Leaving college meant really growing up. I'd be managing all my bills, finances and be moving far from home. I was going alone, and would be saying goodbye to my biological family as well as the family I'd built in my four years. It wasn't just relocating, but also a complete life style change. Friday afternoons would no longer be spent lounging on the adored "waffle couch" with my roommates as we dozed in and out of light sleeps and clicking through Facebook photos. I'd no longer cruise around campus, one pant leg rolled up en route to the gym, class or the library. Monday through Friday wouldn't be cramming for exams, translating Spanish literature or debating assigned reading with my classmates. I'd no longer spent Sundays buried in books in my favorite corner of the library or fall asleep at night swapping hopes and dreams with my best friend just one bunk down. Yes, I was ready to be an adult, but there was so much of me that yearned for just one more year to enjoy these simple pleasures that I would never have again.
After college and my South American adventure, I packed my bags and headed to Chicago for job training. I remember fighting back tears as my sister's finger tips dug into my back and she whimpered that it would never be the same again.
Job training was fun and a great segway between college/childhood to adulthood, but my contract with my company required that I be willing to move wherever they placed me at the end of the summer. There was no guarantee that I'd end up somewhere on my list and I wouldn't find out my fate until days before I was slated to make the move. Even though the summer flew by, I worried each day of where I'd be calling home come the end of August. I had no control over my fate. I had no way to plan or prepare- and this is the most stressful aspect for someone like me who has always mapped out each stage of her life with precision.
Rumors flew of what cities were accepting trainees, and my blood pressure continued to escalate each time I was reminded that every city on my list was already overstaffed. Placement day, August 21 arrived and I celebrated my placement in my top choice: San Francisco. August 24th I landed at SFO, suitcases of shoes and clothes in tow and I embarked on the quest to find housing, furniture and friends in a city completely alien to me.

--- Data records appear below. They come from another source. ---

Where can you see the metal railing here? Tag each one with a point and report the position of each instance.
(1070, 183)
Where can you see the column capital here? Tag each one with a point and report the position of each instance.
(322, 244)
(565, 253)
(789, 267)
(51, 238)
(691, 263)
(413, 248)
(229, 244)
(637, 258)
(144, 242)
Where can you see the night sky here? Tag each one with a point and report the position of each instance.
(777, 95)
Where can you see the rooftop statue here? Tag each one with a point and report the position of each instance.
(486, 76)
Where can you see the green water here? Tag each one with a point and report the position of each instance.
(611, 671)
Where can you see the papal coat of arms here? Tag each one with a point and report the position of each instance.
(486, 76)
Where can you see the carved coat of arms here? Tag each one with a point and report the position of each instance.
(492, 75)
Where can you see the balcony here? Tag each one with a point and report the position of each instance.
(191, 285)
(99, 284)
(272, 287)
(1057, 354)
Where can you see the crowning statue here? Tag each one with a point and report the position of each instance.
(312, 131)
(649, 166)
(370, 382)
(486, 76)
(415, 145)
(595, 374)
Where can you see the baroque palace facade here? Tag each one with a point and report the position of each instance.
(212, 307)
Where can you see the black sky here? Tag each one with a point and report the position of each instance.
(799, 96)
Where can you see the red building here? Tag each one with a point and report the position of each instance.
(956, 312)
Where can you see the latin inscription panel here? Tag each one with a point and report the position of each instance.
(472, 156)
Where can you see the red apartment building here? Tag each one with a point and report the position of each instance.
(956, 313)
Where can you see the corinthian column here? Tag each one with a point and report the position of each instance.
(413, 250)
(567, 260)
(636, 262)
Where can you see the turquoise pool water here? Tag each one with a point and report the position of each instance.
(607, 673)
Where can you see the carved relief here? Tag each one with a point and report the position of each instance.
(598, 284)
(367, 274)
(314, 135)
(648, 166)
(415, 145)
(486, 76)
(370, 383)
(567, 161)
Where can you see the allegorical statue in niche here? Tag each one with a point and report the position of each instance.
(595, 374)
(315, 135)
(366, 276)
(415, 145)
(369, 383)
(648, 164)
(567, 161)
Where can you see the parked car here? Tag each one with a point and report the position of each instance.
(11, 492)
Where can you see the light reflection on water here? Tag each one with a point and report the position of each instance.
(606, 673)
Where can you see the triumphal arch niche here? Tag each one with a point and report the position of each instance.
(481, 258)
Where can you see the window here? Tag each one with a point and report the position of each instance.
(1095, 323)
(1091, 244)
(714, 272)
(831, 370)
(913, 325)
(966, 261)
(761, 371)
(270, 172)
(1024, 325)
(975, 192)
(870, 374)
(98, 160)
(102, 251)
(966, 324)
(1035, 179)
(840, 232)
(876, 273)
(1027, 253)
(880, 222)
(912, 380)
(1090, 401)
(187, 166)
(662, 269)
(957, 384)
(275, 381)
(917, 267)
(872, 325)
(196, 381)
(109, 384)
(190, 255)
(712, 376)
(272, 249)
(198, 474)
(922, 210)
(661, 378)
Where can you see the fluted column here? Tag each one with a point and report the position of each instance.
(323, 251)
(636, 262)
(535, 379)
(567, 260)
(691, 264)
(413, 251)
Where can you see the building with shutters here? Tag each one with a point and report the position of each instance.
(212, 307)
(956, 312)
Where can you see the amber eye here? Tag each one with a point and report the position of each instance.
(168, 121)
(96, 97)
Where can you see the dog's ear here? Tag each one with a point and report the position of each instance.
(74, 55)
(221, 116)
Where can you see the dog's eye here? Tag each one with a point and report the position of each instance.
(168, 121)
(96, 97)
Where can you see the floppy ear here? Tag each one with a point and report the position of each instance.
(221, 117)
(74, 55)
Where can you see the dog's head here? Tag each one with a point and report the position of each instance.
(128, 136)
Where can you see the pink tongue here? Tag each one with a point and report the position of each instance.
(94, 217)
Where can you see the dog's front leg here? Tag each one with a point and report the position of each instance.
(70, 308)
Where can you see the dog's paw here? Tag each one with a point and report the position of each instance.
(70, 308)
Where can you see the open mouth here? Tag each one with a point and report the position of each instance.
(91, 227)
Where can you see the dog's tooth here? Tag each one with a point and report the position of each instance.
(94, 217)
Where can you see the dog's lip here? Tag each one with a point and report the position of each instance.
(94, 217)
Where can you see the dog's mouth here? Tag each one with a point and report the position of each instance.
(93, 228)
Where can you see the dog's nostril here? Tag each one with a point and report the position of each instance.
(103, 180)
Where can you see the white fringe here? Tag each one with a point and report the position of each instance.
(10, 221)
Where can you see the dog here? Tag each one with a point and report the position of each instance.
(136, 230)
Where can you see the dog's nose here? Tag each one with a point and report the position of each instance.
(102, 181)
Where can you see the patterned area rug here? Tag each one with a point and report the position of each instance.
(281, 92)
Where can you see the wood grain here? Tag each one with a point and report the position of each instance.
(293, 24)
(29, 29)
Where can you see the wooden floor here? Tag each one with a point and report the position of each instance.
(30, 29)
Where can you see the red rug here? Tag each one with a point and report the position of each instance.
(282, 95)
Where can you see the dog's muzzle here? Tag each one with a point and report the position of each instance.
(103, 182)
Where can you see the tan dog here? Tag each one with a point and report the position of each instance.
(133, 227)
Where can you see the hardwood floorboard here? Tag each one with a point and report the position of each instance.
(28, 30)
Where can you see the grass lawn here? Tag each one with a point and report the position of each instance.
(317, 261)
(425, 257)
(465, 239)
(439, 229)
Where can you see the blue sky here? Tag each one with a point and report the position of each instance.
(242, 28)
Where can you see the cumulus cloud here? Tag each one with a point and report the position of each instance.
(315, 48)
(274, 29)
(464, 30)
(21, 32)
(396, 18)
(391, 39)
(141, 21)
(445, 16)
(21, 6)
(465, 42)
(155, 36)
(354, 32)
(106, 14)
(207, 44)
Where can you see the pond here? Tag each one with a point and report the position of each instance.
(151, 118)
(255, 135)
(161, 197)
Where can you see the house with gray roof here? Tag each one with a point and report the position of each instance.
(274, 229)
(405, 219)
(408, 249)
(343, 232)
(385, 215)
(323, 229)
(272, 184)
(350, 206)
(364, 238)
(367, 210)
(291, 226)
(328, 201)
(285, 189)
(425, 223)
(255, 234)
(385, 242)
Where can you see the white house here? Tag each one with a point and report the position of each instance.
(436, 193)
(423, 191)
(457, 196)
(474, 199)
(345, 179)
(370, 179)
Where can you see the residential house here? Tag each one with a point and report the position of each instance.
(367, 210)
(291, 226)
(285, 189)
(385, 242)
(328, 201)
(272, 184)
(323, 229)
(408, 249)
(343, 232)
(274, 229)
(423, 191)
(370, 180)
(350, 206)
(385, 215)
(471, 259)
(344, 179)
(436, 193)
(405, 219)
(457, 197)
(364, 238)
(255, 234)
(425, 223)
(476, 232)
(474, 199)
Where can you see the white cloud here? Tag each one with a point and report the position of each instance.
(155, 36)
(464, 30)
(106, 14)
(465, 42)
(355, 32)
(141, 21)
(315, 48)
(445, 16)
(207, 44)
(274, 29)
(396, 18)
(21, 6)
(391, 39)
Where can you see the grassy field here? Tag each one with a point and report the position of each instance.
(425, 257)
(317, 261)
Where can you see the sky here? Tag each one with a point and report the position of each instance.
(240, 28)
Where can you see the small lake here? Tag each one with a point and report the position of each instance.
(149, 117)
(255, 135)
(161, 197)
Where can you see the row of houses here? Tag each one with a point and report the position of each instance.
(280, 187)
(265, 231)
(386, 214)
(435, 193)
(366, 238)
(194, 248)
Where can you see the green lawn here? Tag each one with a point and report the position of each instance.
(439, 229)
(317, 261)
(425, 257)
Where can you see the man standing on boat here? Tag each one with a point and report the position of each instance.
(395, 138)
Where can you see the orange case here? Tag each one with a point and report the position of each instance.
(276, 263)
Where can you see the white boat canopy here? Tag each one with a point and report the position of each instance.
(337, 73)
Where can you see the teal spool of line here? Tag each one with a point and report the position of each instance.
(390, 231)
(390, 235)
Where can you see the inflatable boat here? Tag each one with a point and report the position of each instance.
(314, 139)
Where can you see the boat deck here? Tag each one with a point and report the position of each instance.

Once things slowed down and I'd secured some basic furnishing in my apartment (mattress, couch, TV and some kitchen wares) and I settled in, I realized how much free time I had on my hands. I didn't have my network of friends and family to keep my social life pumping and I didn't know any groups, sports teams or organizations to join. I had to build a life for myself from the ground up. I'm an extrovert, and though I love reading, after a while, I began climbing up the walls desperate for my jam-packed lifestyle I had back East where I had to actually make plans to ensure I could squeeze it all in. I had landed in the most-fitting city for my interests, hobbies and lifestyle, but I wasn't able to enjoy it to the fullest. I was confused. I was torn. I spent restless nights wondering if I should just throw in the towel and move home...
Fortunately I stuck it out and thanks to jumping onto to random sports teams and teaming up with a local non-profit, I rounded out 22 once again having to defer to my calendar to see when I was available and what weekends I had free.
But overall, 22 was a year filled with confusion: wanting to grow up, but still desperate to hold on. Wanted to move away and find my way on my own, but clinging to my East coast roots. I had never been more confused in my entire life. I knew what I wanted, but I wanted conflicting things at the same time. While enduring the consequences and reality of my choice to challenge myself and take a risk was painful at times, looking back, 22 was the year I grew the most.
I don't believe that just because I've crossed the line to my 23rd birthday that suddenly my mind and thoughts will be clear and the haze that once clouded my mind will be lifted, but I do feel stronger after confronting with double the "terrible two's".